The $100,000 annual limit on the fair market value of options available for the deferral applies to the year of vesting — the year the employee gains the right to exercise the options under the terms of the option agreement — and not to the year in which the option is actually exercised. As a result, the vesting period can dramatically change the amount of the benefit that may be deferred. All stock option plans of the employer and related corporation must be included when determining if the annual limit will be exceeded in year of vesting.

For example, say an employee is granted options for 20,000 shares with an exercise price of $10 per share ($200,000 in total), which is their fair market value at the time the options are granted. All of the options vest in Year 1 and the employee exercises the options in that year when the share price is $25 per share ($500,000 in total).

In this case, the employee’s potential benefit is $300,000 ($500,000 — $200,000). But the deferral is only available for 10,000 shares due to the $100,000 limit, so only half of the total benefit ($150,000) can be deferred. The additional $150,000, will be taxed under the general rules as employment income in Year 1 (subject to the one-third employee stock option deduction).

But what if we change the facts so the vesting period for the 20,000 shares is spread equally over Years 1 and 2 (i.e.. 10,000 each year) and the employee exercises the options in Year 2? In this case, tax on the entire $300,000 benefit can be deferred because the fair market value of the 10,000 shares attributable to options vesting each year does not exceed the $100,000 annual limit.

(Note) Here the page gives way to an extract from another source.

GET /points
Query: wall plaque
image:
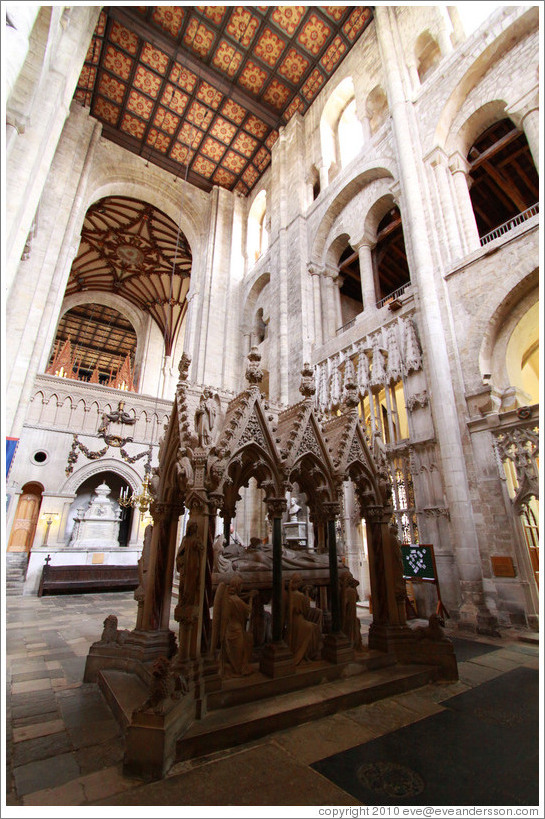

The table below summarizes the tax results of both scenarios. In practice, employees will generally only exercise their options if they plan to sell the shares. Most employees will probably not pay the exercise price if they can simply hold the options and exercise them at a future date. So it seems that the employees who will benefit the most from this measure are those whose options would otherwise expire before they might plan to sell the shares. For example, an employee may have options that vest with a short expiry period (i.e.. years four and five of a five-year option plan) or may be leaving the company with a short period of time to exercise any vested options.